Agnes Sternschulte, Landschaftsökologin am Freilichtmuseum, erzählte, wie wichtig es für den Erhalt der Schöpfung sei, die Artenvielfalt zu bewahren und alte Sorten in Garten und Feld zu erhalten. Dies sei nicht nur ein Beitrag zur gesunden Ernährung, sondern auch ein wichtiger Schritt gegen die Übermacht der Saatgutfirmen. Vor dem Hauptgang nahm die Geschäftsführerin der Evangelischen Frauen in Deutschland (EFiD), Dr. Eske Wollrad, die Zukunft der Kirche aus weiblicher Sicht ins Visier. „Die Kirche wird kleiner sein, sie wird älter sein und auch ärmer.“ Dennoch habe die Kirche eine Zukunft. Sie dürfe dabei jedoch nicht nur über Sparmaßnahmen reden. Sie müsse Investitionen wagen. Aus Sicht von Eske Wollrad müssten dies Investitionen in die kirchliche Arbeit von Frauen sein. Frauen seien die tragenden Säulen in den Gemeinden. Häufig würde allerdings so getan, als könne man auf sie so selbstverständlich zurückgreifen wie auf das Wasser aus der Leitung. Sie regte die Frauen an den Tischen an, sich vorzustellen, sie kämen 2030 an einer Kirche vorbei und die Tür stünde offen. Was möchten Sie dann in ihr erleben? Auf ihre Weise beantwortete die dritte Tischrednerin, Bildungsreferentin Katharina Arnoldi, diese Frage. Sie stellte das Projekt „Herzenssprechstunde“ vor und widmete sich der Frage, an welchen ungewöhnlichen Orten die Kirche Menschen ins Gespräch bringen kann. Zum Beispiel in der Sprechstunde beim Hausarzt. Sie stellte das Konzept einer Art mobilen Seelsorge vor.
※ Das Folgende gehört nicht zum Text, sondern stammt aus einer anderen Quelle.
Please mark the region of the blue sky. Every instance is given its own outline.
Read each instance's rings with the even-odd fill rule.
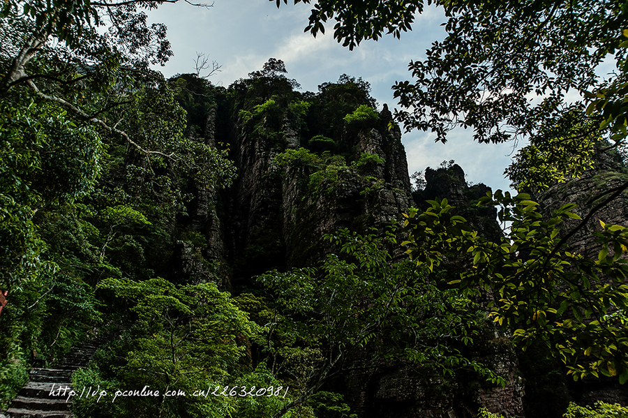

Während des Essens war der Raum angefüllt mit sich fröhlich austauschenden Stimmen. „Das verlangt nach Wiederholung“, so die Meinung am Schluss.

Bild: Referentin Dr. Eske Wollrad (EFiD) im Gespräch mit Marlis Steffestun (EFiL) (von links)

Bild: Frauenmahl: 140 Frauen trafen sich zu einem inspirierenden Abend im Jahr des Reformationsjubiläums – hier mit Brigitte Fenner, Miriam Hähnel, Anette Stadermann, Karin Donay und Karin Tölle (von links) im Gespräch.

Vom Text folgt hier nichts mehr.